The research appears online in the American Journal of Psychiatry.

According to scientists, ketamine's anti-suicidal effects occurred within hours after its administration.

Research suggests that ketamine could be a fast-acting and effective treatment to reduce suicidal thoughts.

"Right now accessible antidepressants can be viable in decreasing suicidal thoughts in patients with dejection, however they can produce a long time to have a results". This highlights a possible new treatment against depression which acts more rapidly than the classic antidepressants.

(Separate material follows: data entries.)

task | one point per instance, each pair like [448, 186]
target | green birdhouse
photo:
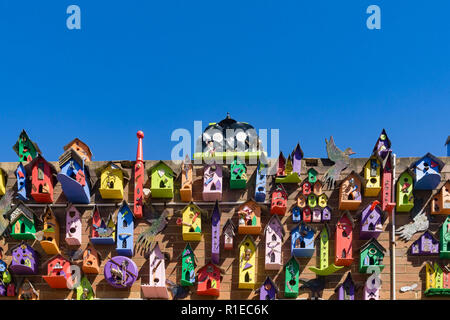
[161, 180]
[26, 149]
[188, 265]
[238, 174]
[371, 254]
[292, 271]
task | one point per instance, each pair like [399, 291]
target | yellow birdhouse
[112, 180]
[247, 263]
[372, 177]
[50, 239]
[192, 223]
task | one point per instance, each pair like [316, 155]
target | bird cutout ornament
[341, 161]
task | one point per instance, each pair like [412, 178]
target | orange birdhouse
[91, 260]
[59, 275]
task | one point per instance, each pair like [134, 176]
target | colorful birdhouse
[228, 231]
[247, 263]
[21, 177]
[444, 252]
[427, 244]
[296, 214]
[212, 182]
[27, 292]
[238, 174]
[405, 197]
[43, 177]
[84, 291]
[350, 192]
[112, 180]
[24, 259]
[192, 223]
[302, 241]
[249, 218]
[50, 238]
[312, 175]
[346, 290]
[125, 230]
[91, 260]
[120, 272]
[209, 280]
[188, 264]
[186, 180]
[73, 226]
[161, 180]
[371, 254]
[26, 149]
[102, 232]
[268, 290]
[74, 177]
[274, 233]
[59, 275]
[156, 288]
[344, 238]
[372, 177]
[372, 219]
[279, 200]
[81, 148]
[22, 221]
[215, 234]
[427, 172]
[440, 203]
[261, 180]
[292, 273]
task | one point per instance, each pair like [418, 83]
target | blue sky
[310, 68]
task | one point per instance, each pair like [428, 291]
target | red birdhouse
[209, 280]
[344, 237]
[279, 200]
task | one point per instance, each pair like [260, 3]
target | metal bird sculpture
[147, 237]
[5, 206]
[420, 223]
[315, 285]
[341, 161]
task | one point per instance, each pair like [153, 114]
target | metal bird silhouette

The study said that most restorative trials for antidepressants reject individuals with suicidal thoughts and activities, making it hard to evaluate the drugs' prosperity with them. This was the result of ketamine improving their depression, but it also seemed to directly affect their suicidal ideation.

Dr Grunebaum said: 'Additional research to evaluate ketamine's antidepressant and anti-suicidal effects may pave the way for the development of new antidepressant medications that are faster acting and have the potential to help individuals who do not respond to now available treatments'. They were split in two groups, where one received a low-dose ketamine infusion, and the second a sedative called midazolam. One group received a low-dose of ketamine, while the other group received a low-dose of midazolam, a sedative. Twenty-four hours later, the ketamine group had a significant reduction of the suicidal thoughts, a lot more prominent than the midazolam group.

Participants also saw an increase in overall mood, fatigue and depression. Most importantly ketamine is accountable for its one -third effect on the patient's suicidal thoughts only.

Whenever they meet a patient who is considering suicide, they need to act quickly to prevent them from engaging in self-harm. Dissociation and increased blood pressure were primarily reported as adverse effects but were mild to moderate in nature, resolving within minutes to hours upon receiving ketamine.

Doctors recruited 80 clinically depressed volunteers who checked themselves into the New York State Psychiatric Institute to take part in a randomised trial.

Unlike previous studies, the participants experienced no serious negative effects, such as hospitalization or more serious mental health conditions. Further research to assess ketamine's antidepressant and anti-suicidal effects may pave the way for the expansion of new antidepressant medications which are acting quickly and have the potential to benefit the patients, who are not getting any benefits from the now available medications. Maria A. Oquendo (Perelman School of Medicine at the University of Pennsylvania, Philadelphia, PA) also contributed. Dr. Oquendo's family owns stock in Bristol-Myers Squibb. Drs.

Columbia Psychiatry is home to distinguished clinicians and researchers noted for their clinical and research advances in the diagnosis and treatment of depression, suicide, schizophrenia, bipolar and anxiety disorders, eating disorders, substance use disorders, and childhood psychiatric disorders.